Beijing, China (12/28/07) - Former Senator Birch Bayh, widely recognized as the driving force behind 1980's landmark Bayh-Dole patent reform act met earlier this week with more than 70 members of the Chinese government's intellectual property offices to discuss the impact of the Act on the economy of the United States as well as the impact that legislation based on the Bayh-Dole Act has had on the economies of countries such as Brazil, Germany, and the United Kingdom.
The Act fundamentally overhauled the United States' patent system, allowing universities to own and license the patents for innovations discovered in the course of federally funded research. The result was an explosion in the number of patent applications submitted by American universities and a sharp increase in the number of university-owned patents licensed to private companies and brought to market.

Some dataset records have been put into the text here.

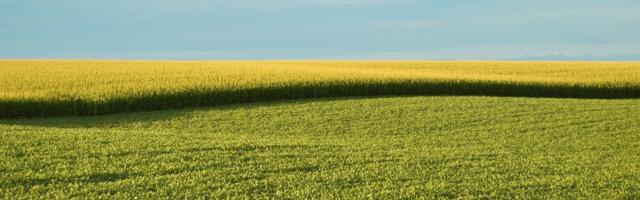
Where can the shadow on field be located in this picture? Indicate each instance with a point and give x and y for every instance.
(150, 117)
(199, 97)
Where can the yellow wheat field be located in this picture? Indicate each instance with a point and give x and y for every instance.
(104, 79)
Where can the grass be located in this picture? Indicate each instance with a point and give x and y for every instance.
(58, 88)
(391, 147)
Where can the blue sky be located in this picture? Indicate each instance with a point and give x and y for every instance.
(320, 29)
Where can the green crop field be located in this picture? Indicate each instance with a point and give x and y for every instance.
(319, 129)
(446, 147)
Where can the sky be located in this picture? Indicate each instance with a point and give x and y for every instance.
(321, 29)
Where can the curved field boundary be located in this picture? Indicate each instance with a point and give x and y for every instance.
(203, 97)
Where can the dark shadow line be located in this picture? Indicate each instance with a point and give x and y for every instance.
(11, 109)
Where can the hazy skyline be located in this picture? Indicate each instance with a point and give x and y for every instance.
(315, 29)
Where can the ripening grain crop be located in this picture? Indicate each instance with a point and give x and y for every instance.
(46, 88)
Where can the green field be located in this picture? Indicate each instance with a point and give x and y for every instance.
(385, 147)
(319, 129)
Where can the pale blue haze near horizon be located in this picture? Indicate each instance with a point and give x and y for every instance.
(317, 29)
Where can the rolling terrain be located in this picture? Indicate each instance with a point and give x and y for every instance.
(391, 147)
(319, 129)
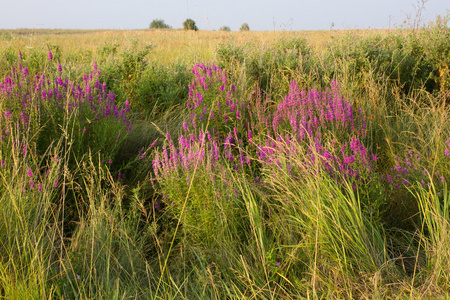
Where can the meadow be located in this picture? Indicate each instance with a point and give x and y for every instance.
(168, 164)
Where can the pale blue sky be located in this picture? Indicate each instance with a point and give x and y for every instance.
(211, 14)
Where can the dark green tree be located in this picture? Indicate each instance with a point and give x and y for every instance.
(159, 24)
(244, 27)
(189, 24)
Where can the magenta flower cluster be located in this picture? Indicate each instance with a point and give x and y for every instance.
(304, 122)
(52, 94)
(309, 119)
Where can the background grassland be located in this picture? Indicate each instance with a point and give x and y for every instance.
(167, 164)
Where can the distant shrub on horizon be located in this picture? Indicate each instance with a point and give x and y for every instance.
(189, 24)
(244, 27)
(159, 24)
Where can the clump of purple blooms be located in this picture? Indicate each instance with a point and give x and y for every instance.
(50, 99)
(323, 125)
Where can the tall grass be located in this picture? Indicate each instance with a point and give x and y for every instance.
(274, 171)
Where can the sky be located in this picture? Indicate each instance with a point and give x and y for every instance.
(261, 15)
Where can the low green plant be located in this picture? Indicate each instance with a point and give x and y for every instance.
(189, 24)
(159, 24)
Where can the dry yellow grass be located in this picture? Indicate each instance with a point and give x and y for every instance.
(170, 45)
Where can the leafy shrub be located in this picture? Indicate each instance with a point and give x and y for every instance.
(50, 106)
(271, 67)
(244, 27)
(159, 24)
(189, 24)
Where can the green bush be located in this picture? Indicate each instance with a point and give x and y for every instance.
(189, 24)
(244, 27)
(159, 24)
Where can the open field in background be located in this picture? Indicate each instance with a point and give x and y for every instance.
(225, 165)
(170, 45)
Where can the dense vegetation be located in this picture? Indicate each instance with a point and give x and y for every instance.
(277, 170)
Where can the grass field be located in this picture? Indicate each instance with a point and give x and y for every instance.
(167, 164)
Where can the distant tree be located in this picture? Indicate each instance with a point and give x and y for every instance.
(244, 27)
(189, 24)
(159, 24)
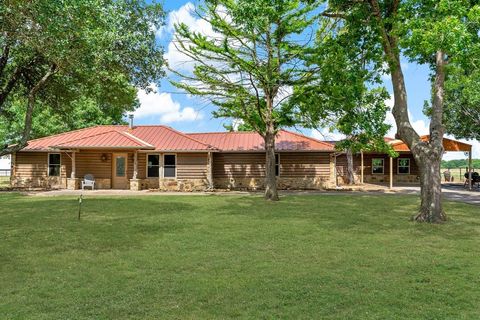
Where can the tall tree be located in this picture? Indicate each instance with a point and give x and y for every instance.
(57, 53)
(248, 66)
(348, 96)
(428, 32)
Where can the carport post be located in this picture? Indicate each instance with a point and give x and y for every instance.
(361, 167)
(74, 167)
(470, 169)
(391, 173)
(135, 165)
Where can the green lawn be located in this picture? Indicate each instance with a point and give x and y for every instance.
(217, 257)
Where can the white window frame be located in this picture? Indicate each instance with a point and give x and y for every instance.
(383, 166)
(163, 165)
(398, 165)
(279, 167)
(159, 165)
(59, 165)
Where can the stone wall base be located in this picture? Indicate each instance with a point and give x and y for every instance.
(166, 184)
(135, 184)
(47, 183)
(379, 178)
(301, 183)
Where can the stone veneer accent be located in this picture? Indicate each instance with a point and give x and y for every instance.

In 2002, The Economist called Bayh-Dole "Possibly the most inspired piece of legislation to be enacted in America over the past half century."
Bayh was joined during the presentation by Zhang Qin, Ph.D., Deputy Commissioner of the State Intellectual Property Office and Deputy Director General of NISPO. Bayh was invited to make his presentation by Dr. Zhang and was coordinated by the U.S. Embassy (Beijing) Intellectual Property Section, headed by Mr. Mark Cohen. Dr. Zhang joined Bayh in a vigorous question and answer discussion following his remarks. Bayh had extensive interaction with the many Chinese officials who attended the event. During the meeting, attendees acknowledged the importance of Bayh-Dole and revealed that the Chinese government is examining ways to craft legislation that would follow the Act's structure and implementation.
"The PRC's booming economy and tremendous human capital provides tremendous opportunity for the Chinese people across this great nation," Bayh said after his presentation. "As China strengthens its patent protections and recognizes the importance of transparency and impartiality within its judicial system, the conditions are right to enact legislation that can jumpstart the country's research and development industry and foster a new generation of entrepreneurial companies."